Raymond Taylor arrested

Officer D. Conn of the 24th Precinct arrested twenty-eight-year-old Raymond Taylor some time during the disorder for "stealing a quantity of groceries from a chain store at 135th St. and Lenox Ave," according to a story in the Home News. The store was likely the A & P grocery store at 510 Lenox Avenue, the only chain grocery store near that intersection in the MCCH business survey. The only reference to the looting was the Home News report of the appearance in the Washington Heights Magistrates Court of Taylor and two other Black men, forty-two-year-old Preston White and fifty-year-old Joseph Payne. White and Payne allegedly smashed the store window and took food.

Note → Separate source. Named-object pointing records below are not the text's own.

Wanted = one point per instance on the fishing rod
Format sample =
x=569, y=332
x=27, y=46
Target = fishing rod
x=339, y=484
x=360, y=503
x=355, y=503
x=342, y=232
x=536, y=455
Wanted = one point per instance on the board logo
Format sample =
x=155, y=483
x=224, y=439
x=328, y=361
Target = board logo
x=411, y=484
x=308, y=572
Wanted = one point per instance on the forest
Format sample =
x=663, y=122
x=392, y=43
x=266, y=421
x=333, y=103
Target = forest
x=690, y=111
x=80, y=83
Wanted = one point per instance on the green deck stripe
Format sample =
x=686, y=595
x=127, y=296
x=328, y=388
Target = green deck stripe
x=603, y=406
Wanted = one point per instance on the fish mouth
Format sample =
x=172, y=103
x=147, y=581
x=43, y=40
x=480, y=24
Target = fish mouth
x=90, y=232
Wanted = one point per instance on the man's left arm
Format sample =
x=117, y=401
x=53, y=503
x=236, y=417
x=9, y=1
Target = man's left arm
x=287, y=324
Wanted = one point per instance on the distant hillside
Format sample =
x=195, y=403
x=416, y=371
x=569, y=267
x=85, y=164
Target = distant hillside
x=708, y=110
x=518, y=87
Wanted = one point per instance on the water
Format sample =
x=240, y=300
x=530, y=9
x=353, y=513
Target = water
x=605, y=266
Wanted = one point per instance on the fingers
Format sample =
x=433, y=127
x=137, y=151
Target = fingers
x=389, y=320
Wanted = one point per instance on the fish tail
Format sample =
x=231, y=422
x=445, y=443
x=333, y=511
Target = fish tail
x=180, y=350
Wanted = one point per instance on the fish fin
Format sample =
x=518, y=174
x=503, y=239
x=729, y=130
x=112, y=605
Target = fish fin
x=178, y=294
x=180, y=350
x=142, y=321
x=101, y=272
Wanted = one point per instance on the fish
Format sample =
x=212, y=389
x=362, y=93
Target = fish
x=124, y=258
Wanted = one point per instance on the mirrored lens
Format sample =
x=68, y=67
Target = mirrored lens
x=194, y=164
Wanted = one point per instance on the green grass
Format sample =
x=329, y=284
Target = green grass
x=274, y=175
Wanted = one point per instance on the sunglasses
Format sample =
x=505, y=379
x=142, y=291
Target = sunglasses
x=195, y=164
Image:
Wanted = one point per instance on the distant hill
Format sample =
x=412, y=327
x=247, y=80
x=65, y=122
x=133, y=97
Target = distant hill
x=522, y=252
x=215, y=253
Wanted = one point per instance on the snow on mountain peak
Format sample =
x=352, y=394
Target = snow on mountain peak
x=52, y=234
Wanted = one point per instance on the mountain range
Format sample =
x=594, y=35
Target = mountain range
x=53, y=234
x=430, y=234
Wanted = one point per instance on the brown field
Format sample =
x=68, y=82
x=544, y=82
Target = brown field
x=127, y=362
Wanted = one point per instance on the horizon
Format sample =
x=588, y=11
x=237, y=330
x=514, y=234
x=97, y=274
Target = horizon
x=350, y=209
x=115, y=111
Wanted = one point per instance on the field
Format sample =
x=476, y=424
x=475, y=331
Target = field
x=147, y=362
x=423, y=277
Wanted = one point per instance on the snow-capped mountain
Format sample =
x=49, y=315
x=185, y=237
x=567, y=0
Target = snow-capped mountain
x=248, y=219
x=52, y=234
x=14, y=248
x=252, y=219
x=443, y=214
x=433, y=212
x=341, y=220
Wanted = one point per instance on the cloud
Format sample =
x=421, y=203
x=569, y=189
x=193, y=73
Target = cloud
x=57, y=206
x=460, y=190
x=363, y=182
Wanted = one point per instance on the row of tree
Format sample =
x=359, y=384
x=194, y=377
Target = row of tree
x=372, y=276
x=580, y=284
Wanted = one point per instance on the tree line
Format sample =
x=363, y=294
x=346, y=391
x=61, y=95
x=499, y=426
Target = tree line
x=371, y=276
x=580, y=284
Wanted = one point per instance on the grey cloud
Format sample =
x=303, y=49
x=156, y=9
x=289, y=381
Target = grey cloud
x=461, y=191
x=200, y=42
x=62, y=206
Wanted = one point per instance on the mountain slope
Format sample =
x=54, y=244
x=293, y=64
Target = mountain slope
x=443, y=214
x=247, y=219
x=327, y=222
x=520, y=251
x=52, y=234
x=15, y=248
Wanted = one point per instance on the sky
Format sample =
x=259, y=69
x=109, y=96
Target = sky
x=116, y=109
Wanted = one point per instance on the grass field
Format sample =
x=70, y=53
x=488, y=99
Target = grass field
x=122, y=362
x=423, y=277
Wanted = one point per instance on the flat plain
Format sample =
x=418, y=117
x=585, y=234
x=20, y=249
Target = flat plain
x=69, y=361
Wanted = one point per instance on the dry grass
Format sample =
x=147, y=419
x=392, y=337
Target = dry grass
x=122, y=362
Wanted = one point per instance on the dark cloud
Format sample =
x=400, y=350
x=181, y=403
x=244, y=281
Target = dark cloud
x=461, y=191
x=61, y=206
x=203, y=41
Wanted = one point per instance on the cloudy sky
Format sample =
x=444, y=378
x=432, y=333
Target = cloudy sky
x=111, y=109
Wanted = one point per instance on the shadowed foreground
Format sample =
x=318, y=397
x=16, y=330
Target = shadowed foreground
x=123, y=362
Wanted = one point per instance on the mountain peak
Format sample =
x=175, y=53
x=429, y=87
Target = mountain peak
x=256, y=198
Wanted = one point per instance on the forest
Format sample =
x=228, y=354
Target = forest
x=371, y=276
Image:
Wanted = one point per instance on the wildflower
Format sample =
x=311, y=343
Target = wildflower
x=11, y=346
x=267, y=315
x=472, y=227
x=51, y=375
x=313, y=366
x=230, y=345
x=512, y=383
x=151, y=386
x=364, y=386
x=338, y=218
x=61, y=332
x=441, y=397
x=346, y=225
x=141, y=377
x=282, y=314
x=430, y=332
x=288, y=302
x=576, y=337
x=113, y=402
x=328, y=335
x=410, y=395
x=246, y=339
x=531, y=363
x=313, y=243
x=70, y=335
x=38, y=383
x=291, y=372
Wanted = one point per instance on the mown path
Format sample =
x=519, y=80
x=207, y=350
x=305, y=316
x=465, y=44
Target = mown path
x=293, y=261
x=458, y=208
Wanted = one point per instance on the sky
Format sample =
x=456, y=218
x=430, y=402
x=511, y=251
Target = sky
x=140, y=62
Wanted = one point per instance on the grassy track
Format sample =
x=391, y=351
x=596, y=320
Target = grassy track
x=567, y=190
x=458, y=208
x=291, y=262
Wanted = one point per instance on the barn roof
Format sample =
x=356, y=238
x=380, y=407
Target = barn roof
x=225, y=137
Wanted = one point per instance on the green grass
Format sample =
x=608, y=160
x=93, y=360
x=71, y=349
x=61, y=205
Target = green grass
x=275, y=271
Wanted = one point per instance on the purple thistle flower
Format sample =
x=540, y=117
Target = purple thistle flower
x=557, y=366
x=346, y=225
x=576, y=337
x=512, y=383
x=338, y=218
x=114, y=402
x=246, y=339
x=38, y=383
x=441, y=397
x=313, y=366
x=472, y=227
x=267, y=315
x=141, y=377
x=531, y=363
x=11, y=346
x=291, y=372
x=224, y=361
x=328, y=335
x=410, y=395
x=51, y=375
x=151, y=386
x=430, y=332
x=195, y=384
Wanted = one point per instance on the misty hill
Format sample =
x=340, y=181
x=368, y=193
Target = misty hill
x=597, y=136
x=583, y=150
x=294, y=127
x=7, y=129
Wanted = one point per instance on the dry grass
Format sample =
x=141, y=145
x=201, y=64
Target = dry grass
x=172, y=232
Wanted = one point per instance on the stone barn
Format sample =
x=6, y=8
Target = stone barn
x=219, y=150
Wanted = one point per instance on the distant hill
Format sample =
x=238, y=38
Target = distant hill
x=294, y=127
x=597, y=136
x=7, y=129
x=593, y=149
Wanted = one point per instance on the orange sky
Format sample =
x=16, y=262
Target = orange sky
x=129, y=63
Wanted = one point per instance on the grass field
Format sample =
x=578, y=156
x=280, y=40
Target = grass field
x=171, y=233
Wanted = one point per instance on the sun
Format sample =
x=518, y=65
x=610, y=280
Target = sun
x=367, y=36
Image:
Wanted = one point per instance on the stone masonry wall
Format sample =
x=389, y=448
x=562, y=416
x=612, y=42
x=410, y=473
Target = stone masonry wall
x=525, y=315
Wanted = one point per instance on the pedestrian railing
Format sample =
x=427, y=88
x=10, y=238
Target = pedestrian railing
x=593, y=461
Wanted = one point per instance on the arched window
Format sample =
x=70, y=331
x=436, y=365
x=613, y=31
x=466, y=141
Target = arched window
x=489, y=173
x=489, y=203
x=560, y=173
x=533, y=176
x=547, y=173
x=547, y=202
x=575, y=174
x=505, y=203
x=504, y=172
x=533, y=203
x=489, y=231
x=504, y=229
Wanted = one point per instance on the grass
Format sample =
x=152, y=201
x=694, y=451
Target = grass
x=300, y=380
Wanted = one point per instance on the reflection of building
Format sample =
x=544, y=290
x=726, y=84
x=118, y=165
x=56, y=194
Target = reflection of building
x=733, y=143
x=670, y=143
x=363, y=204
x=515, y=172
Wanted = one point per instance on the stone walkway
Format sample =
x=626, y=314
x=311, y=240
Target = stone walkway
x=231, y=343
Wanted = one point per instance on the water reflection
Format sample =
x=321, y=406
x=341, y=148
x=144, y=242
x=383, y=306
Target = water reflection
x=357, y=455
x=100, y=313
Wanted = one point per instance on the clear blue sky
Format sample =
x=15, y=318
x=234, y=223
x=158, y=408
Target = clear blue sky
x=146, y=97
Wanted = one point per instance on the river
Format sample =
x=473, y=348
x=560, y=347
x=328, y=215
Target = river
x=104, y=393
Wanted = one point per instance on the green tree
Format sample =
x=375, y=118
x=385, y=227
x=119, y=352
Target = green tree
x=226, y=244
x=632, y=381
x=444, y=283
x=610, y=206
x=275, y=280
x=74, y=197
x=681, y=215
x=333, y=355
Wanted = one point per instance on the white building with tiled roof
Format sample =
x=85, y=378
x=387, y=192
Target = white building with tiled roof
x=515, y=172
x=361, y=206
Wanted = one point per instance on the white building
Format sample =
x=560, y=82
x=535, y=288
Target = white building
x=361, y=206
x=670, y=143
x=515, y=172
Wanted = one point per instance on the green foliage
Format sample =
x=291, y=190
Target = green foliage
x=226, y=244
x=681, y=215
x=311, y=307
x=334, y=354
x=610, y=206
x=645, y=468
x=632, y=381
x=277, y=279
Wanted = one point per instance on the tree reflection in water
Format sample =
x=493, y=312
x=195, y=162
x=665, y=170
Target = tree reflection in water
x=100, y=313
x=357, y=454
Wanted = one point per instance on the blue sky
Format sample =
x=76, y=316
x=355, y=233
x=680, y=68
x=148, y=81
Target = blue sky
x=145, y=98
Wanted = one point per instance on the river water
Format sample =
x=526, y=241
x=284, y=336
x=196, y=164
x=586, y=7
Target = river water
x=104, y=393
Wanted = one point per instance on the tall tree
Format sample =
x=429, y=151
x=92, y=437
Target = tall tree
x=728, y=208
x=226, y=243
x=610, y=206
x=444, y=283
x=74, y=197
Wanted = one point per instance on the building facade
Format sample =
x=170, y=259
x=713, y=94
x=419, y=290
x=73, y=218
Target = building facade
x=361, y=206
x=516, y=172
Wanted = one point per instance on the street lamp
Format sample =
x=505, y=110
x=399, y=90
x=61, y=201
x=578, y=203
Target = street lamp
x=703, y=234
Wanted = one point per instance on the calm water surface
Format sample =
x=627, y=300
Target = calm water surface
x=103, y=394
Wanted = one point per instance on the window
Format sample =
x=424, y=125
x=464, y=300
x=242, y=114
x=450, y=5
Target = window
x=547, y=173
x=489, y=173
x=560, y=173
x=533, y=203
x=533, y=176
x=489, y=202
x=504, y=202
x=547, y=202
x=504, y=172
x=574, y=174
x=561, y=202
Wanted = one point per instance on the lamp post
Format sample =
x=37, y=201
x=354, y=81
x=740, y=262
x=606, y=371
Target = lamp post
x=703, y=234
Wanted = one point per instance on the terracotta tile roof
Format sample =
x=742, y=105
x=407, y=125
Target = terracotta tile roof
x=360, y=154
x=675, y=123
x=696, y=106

All three men were arrested "in the store." Officer Archbold of the 30th Precinct, not Officer Conn, was recorded as having arrested White and Payne in the Magistrates Court docket book. There was no mention of the value of the merchandise the men allegedly stole. Only one other reported event occurred on Lenox Avenue north of West 135th Street, the arrests of Charles Alston, Edward Loper, Albert Yergen, and Ernest Johnston for allegedly shooting at police at 138th Street at the very end of the disorder. Police likely arrested the three mwn after 12:30 AM, when officers appear to have begun patrolling this far north on Lenox Avenue. Taylor lived at 2228 5th Avenue, a block east of the grocery store.



Taylor, White and Payne appeared in the lists of those charged with burglary in the Atlanta World, Afro-Americanand Norfolk Journal and Guide, and in the New York Evening Journal. When they appeared in the Washington Heights Magistrates Court on March 20, the charge against them was originally recorded as burglary. The magistrate denied Payne and White bail and Taylor held on bail of $1,000. The Home News mistakenly reported different bail decisions for Taylor and Payne: $500 for Taylor and $1,500 for Payne. No complainant was listed in the docket book.

The three men returned to the Magistrates Court on March 26, at which point all had the charge against them reduced from burglary to disorderly conduct. That change was recorded in the docket book in the same handwriting as the outcome of the case, a quite different hand than the original entry. The new charge indicated that police did not have evidence either that the men had damaged the store or taken merchandise from it. Instead, typically those who faced that charge had been part of crowds in the area of attacks on businesses and looting. Police could have found them in the damaged and looted store, if the Home News reported that detail of their arrest accurately.

Magistrate Ford convicted all three men, and suspended Taylor's sentence, an outcome in keeping with him being part of a crowd. Only a block for his home, Taylor may have been one of the crowds of residents watching the events of the disorder. However, Ford sentenced White and Payne each to the Workhouse for five months and twenty-nine days, one of the longer terms given to individuals convicted as participants in the disorder. There was no information on why Taylor received a different sentence, but it was likely that the other men had clashed with police in some way.